Now that TPU packrafts are well proven, it could be time to ditch PVC and make TPU IKs, assuming the costs can be bearable. The benefits are principally nothing less than a huge reduction in weight.
Aquaglide Cirrus TPU IK
On the face of it the new Cirrus IKs seem to be copies of Aquaglide’s three PVC Chelen models (120, 140, 155) – never seen one but they look to be a decent hybrid. The PVC ‘155’ 15-footer weighs a hefty 42 lbs (19kg) and I bet will fill a large suitcase. Although that weight’s unverified, it actually compares well with other long hybrid PVC IKs and even my old 4.5-m Seawave at 17kg. But unlike a Nitrilon rubber Seawave, in my experience the rolled-up bulk of big PVC IKs can be off putting.
The press release claims the new Cirrus 150 will weigh just 18 lbs (8.1kg); a staggering <50% reduction on the PVC Chelan. Price is said to be $1700, $400 more than the 155 Chelan which today goes for £1150 in the UK. The boat is 15 feet (4.57m) long, 35 inches (89cm) wide and claims to handle 600 lbs (272kg). You won’t need a wheel suitcase (left; Sandbanks) to cart a Cirrus around.
According to the video above, the tubes are double-coated 70D nylon TPU. This sounds low compared to a packraft’s typical 210D hull, but remember denier is thread weight not coated fabric thickness (’70 x the weight of silk’). In the UK IronRaft sell 70D TPU and this MYO chap used it too. It’s at the very lightest end of the scale; 70D PU-coated nylon is what Supai use, though I’m not sure you can compare PU coating with TPU. The fact that the Cirrus will be double coated (most packrafts are now single coated) ought to provide extra support (more rigidity/less sag) without needing to resort to seam-straining higher pressures. One good thing about PVC is that it’s innately stiff once pumped up – good for performance if not packability.
In the vid you can spot the floor pressure is rated at 0.41 bar (5.9psi) and the sides take a healthy 0.21 (3psi) which ought to be enough to give a rigid form without ruptures.

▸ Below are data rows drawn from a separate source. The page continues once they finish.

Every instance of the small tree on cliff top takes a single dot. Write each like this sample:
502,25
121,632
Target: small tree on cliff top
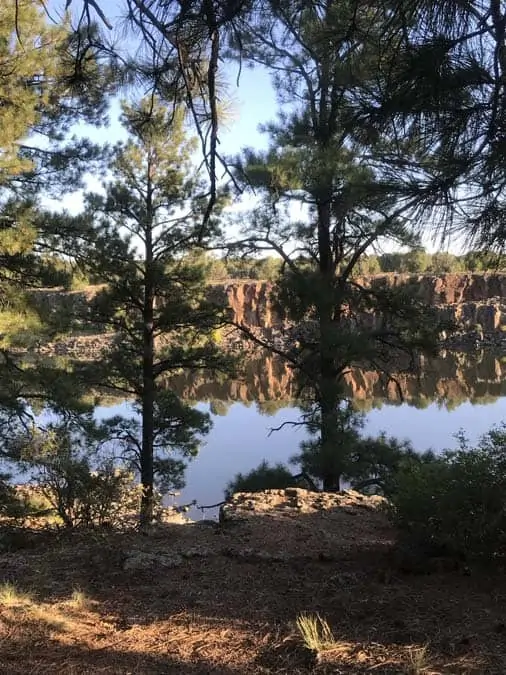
149,218
325,60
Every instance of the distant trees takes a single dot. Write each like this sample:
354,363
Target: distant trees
139,236
324,163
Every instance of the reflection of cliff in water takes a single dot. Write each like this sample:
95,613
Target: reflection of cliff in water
451,379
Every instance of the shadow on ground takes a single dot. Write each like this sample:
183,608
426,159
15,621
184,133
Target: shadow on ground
225,600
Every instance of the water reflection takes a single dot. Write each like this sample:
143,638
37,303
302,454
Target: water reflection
450,380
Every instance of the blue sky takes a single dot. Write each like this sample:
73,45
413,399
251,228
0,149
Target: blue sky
253,102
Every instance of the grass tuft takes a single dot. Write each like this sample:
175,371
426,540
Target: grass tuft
417,661
11,596
79,600
316,633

Unlike the Chelan, there appear to be no ‘have-your-cake-and-eat-it’ closeable self-bailing ports which I suspect have dubious value outside of white water paddling to which a 15-foot IK is ill suited. You just get the usual drain port in the back when flipping the boat over will achieve the same purpose. The floor is removable too according to a video comment; a huge benefit for quick rinsing, drying and cleaning. And we’re told the whole boat fits into the shoulder drybag as pictured below.
Price was always an issue with more sophisticated and less widely-used TPU, but now everything everywhere has become expensive, perhaps this matters less? Radical economic analysis apart, let’s hope this starts a trend towards more TPU IKs for folk who want the benefits of a lightweight tandem packraft like my current Sigma TXL, but in spacious and faster IK form.
Let’s end with something else I wrote two years ago:
A few years ago I predicted that full drop-stitch IKs would become the new thing. This has happened and has driven IK design and sales a long way forward. But, PVC aside, I’m still not convinced by the boxy profiles and packed bulk of FD-S IKs. Until FD-S forms can evolve (as the Itiwit X500 has shown), I think hybrid, drop-stitch floors (D-SF) are certainly the way to go, if an IK is to stay undecked, unlike the X500.
There will always be a demand for cheap vinyl or PVC IKs but I predict the next big thing in high-end IKs will be TPU, including removable D-S floors in TPU. TPU is now well proven with packrafts and blends the heat-welding benefits of PVC with nearly all the better attributes of ‘hypalons’.
Thanks to a couple of IK&P followers who spotted and passed on news of Aquaglide’s new Cirrus range of hybrid TPU IKs.